Neues aus dem Arbeits- und Sozialrecht - aktuelle Rechtssprechung kurz erklärt.


Krankenversicherung: Kein Studententarif für Doktoranden

Doktoranden, die nach Abschluss eines Hochschulstudiums ein Promotionsstudium aufnehmen, können nicht von der kostengünstigen gesetzlichen Krankenversicherung als Student profitieren. Das Bundessozialgericht (BSG) entschied, dass versicherungsrechtlich ein Ausbildungsbezug notwendig ist. Ferner, dass der Student ein geregeltes Studium absolviert. Ein solches liegt nur vor, wenn das Studium vorgegebenen Inhalten folgt und regelmäßig mit einem förmlichen Abschluss endet. Beides ist bei einem Erst-, Zweit-, Aufbau- oder Erweiterungsstudium erfüllt. Auch bei einem Masterstudiengang sind die Voraussetzungen gegeben. Für ein Promotionsstudium gilt das aber nicht. Denn dieses dient in erster Linie dem Nachweis wissenschaftlicher Qualifikationen nach dem Abschluss eines Studiums, so die Richter.

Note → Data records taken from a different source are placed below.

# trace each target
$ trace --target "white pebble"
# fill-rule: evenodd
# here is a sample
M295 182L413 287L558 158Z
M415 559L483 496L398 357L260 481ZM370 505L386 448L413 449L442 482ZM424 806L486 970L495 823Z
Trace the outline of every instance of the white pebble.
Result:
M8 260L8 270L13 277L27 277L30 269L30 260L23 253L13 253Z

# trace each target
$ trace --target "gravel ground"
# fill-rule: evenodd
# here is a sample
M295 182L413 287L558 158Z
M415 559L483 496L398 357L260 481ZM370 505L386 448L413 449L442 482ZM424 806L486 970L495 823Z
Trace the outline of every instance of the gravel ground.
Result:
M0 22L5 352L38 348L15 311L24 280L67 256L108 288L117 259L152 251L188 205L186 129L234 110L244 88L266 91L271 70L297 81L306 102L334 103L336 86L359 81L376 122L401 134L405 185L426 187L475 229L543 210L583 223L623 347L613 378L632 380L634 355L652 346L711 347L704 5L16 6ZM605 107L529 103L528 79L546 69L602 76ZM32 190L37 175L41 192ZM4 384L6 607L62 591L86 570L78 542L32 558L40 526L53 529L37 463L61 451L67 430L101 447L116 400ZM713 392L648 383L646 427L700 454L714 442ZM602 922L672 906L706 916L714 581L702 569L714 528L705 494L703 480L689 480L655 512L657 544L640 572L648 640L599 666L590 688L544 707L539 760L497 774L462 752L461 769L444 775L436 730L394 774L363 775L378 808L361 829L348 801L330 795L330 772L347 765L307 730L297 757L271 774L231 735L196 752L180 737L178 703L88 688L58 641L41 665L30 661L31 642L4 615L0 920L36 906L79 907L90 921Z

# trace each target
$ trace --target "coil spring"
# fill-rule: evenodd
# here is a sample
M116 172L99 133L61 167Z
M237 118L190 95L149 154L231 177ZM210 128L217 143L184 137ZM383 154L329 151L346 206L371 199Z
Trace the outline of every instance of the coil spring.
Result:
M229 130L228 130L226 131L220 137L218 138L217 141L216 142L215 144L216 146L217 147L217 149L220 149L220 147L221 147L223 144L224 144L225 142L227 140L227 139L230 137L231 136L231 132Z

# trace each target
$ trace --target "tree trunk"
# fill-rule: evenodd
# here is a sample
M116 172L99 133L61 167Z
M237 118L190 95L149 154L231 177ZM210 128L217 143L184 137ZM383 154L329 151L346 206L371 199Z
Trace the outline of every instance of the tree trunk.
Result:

BSG vom 7. Juni 2018 – B 12 KR 15/16 R


Hartz IV: Mietanteil von unter 25-Jährigen bei Aus- oder Umzug

Für unter 25-Jährige, die Hartz IV beziehen, gilt eine Art „Stallpflicht“: Wollen sie aus- oder umziehen, müssen sie in der Regel vorab die Zustimmung des Jobcenters einholen, und zwar bevor sie einen Mietvertrag unterschreiben. Das Bundessozialgericht (BSG) hatte kürzlich einen Fall zu entscheiden, in dem ein unter 25-Jähriger ohne Erlaubnis des Jobcenters bei den Eltern aus- und bei seiner Freundin eingezogen war, die ebenfalls ALG II bezog. Das Jobcenter hatte bisher die volle Miete der Bedarfsgemeinschaft anerkannt, rechnete nun aber den sogenannten Kopfteil des unter 25-Jährigen heraus. Zu Unrecht. Das BSG entschied, dass das Jobcenter den Mietanteil nur abziehen darf, wenn der unter 25-Jährige einen rechtswirksamen Unterkunftsvertrag als Mit- oder Untermieter geschlossen hat.